Infrastructure for collections, such as the cutting-edge cryo-collections facility at the Museum of Southwestern Biology, funded by the National Science Foundation, was essential to conducting the new study. Its findings exemplify the tremendous potential of natural history museum collections for understanding biodiversity. The specimens used in this study are all stored in museum collections, available to extend the present research. Innovative software, such as UNM's Arctos database and collections management system, make it possible for specimens and associated information to be searchable and accessible.
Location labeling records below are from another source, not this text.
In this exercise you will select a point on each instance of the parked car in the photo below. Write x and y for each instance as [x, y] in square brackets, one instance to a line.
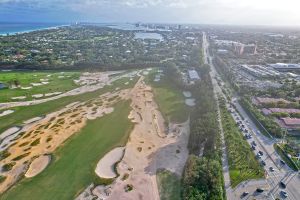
[284, 194]
[282, 184]
[260, 190]
[245, 194]
[258, 155]
[253, 143]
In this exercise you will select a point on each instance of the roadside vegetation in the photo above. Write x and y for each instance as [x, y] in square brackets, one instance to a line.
[242, 162]
[15, 81]
[26, 112]
[289, 155]
[73, 165]
[202, 178]
[169, 185]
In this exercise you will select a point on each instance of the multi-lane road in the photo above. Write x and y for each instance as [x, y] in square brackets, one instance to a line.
[280, 172]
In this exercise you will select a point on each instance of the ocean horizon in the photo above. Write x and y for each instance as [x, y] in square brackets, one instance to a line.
[12, 28]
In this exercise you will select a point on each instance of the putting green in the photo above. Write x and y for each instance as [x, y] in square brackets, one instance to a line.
[73, 165]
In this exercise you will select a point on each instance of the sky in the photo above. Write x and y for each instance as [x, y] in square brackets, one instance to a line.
[231, 12]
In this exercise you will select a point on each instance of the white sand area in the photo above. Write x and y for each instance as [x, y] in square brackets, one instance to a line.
[6, 112]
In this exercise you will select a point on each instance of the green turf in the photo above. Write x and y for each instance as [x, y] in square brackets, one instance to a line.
[283, 150]
[74, 162]
[170, 99]
[56, 84]
[27, 112]
[168, 185]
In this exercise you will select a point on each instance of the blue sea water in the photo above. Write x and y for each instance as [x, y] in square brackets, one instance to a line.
[13, 28]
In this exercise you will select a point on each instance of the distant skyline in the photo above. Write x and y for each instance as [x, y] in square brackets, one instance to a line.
[231, 12]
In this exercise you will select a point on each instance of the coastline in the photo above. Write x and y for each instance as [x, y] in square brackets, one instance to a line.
[32, 30]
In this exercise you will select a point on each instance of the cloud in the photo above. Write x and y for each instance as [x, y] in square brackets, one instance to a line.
[178, 11]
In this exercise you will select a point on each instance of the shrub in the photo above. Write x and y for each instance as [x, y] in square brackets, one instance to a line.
[8, 166]
[35, 142]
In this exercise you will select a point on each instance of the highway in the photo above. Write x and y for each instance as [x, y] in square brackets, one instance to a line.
[264, 144]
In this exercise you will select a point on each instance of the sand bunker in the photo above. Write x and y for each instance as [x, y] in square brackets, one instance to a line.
[32, 120]
[36, 84]
[26, 88]
[6, 112]
[105, 167]
[52, 94]
[37, 95]
[9, 131]
[18, 98]
[38, 165]
[190, 102]
[187, 94]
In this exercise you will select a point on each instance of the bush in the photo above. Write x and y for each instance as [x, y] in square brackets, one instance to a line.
[2, 178]
[202, 179]
[4, 154]
[21, 156]
[35, 142]
[8, 166]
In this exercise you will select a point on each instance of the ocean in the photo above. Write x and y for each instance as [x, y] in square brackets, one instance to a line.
[13, 28]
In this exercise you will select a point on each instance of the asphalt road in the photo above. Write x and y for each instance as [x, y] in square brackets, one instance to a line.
[270, 157]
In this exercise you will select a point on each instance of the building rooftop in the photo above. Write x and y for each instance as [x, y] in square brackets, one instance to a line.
[193, 74]
[291, 121]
In this way, museum collections infrastructure facilitates cross-institution collaboration and encourages novel, integrative research.
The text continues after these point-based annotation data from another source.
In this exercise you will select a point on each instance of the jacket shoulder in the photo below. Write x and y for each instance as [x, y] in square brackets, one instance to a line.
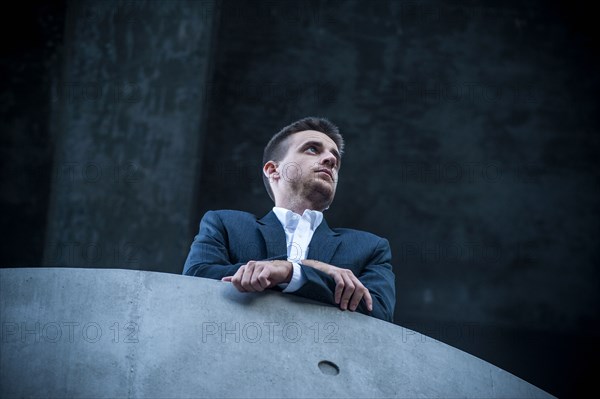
[231, 215]
[357, 234]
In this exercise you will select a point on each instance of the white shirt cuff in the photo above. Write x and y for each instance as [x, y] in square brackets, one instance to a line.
[297, 280]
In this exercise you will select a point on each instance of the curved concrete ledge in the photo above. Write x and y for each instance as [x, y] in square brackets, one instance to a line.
[123, 333]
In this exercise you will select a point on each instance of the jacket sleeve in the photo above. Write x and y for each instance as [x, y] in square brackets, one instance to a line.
[209, 254]
[377, 276]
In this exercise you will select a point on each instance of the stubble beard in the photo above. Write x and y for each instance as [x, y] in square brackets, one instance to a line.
[317, 191]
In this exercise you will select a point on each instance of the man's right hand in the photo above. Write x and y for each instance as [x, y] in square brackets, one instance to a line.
[349, 291]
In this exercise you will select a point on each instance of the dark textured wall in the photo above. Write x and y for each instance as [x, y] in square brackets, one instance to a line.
[471, 139]
[471, 131]
[128, 118]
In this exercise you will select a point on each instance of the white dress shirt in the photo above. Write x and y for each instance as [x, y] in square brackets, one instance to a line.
[298, 233]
Understanding the rules that govern biodiversity is becoming urgent as the warming climate looms. "The 'endless forms most beautiful' that Darwin wrote of are still with us," said Witt. "In the future, we'll realize that now was the essential time to be documenting them and asking the big questions."

CORBIDI co-authors on the paper included: Thomas Valqui, Director and long-time collaborator with UNM; Emil Bautista, UNM's lead partner for fieldwork; and Paloma Ordoñez. Ms. Ordoñez passed away in 2020, during the early part of the pandemic, and the paper is dedicated to her memory.

UNM authors on the paper, in addition to McNew and Witt, included: Jessie Williamson, a current Ph.D. student; Lisa Barrow, Assistant Professor of Biology and Curator of Amphibians and Reptiles; Spencer Galen (M.S., 2015), Assistant Professor at University of Scranton; Ariel Gaffney (M.S., 2017), a forensic ornithologist with the United States Fish and Wildlife Service; Andrew Johnson, Senior Collection Manager at the Division of Birds of the Museum of Southwestern Biology; Jonathan Schmitt (B.S. 2012, M.S. 2015), Ph.D. student at Harvard University; and Ashley Smiley (B.S. 2014), Ph.D. student at University of California-Berkeley; and Shane DuBay (M.S., 2012), a postdoctoral fellow at University of Michigan. DuBay, who earned a Ph.D. from the University of Chicago after leaving UNM, contributed to the project from both UNM and the Field Museum. Additional Field Museum authors on the paper include a Ph.D. student, Heather Skeen, and bird curators John Bates and Shannon Hackett.